In other words, that query embodies the year-end snapshot that accounting wants, and it can be made useful as a view:
CREATE VIEW year_end_2012_logged_item AS
( SELECT DISTINCT LAST_VALUE ( log_id ) OVER sku_window AS last_log_id
FROM logged_item
WHERE logged_at < '2013-01-01'
WINDOW sku_window AS ( PARTITION BY sku
ORDER BY log_id
RANGE BETWEEN UNBOUNDED PRECEDING
AND UNBOUNDED FOLLOWING ) );
Here's an example of how that view was used to summarize the year-end inventory by category:
SELECT logged_item.main_category AS Category,
COUNT(*) AS SKU_count,
SUM ( logged_item.stock ) AS item_count,
SUM ( logged_item.stock * logged_item.usd_price ) AS inventory_value
FROM logged_item
INNER JOIN year_end_2012_logged_item
ON year_end_2012_logged_item.last_log_id = logged_item.log_id
WHERE logged_item.logged_action IN ( 'after INSERT', 'after UPDATE' )

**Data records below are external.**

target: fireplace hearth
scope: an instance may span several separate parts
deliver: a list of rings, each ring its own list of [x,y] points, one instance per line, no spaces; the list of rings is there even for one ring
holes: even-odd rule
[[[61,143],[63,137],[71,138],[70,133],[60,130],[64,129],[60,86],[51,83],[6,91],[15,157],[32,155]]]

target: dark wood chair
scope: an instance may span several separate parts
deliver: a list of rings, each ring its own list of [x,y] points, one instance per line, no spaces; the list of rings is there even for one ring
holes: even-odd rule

AND logged_item.show_on_website = 'Y'
AND logged_item.main_category <> 'BOOKS'
GROUP BY logged_item.main_category
ORDER BY logged_item.main_category;
Category SKU_count item_count inventory_value
-------------------- ----------- ----------- ---------------
COLLECTIBLES 18 18 4409.00
GIFTWARE 19 25 663.00
LINENS & TEXTILES 48 48 1804.00
POTTERY & GLASS 61 152 5566.00
SILVERWARE 106 111 4342.00
- The INNER JOIN uses the year_end_2012_logged_item view to identify which logged_item rows form the year-end snapshot,
- the WHERE eliminates the deletions, and applies two business-related predicates (include active items, exclude books), and
- the GROUP BY enables the COUNT() and SUM() calculations.
It's worth noting that the item table doesn't take part in any of these queries, nor can it because it represents the current state of inventory and accounting only cares about year end.
Other queries can be written, to show detail or summaries, by using this template:
SELECT [whatever columns and/or aggregate function calls you want]
FROM logged_item
INNER JOIN year_end_2012_logged_item
ON year_end_2012_logged_item.last_log_id = logged_item.log_id
WHERE logged_item.logged_action IN ( 'after INSERT', 'after UPDATE' )
AND [whatever other predicates you want]
[plus whatever GROUP BY and ORDER BY clauses you might need]
Suddenly, the audit trail tables and triggers are justified not only because of safety and security, but because they provide significant reporting support with zero extra effort.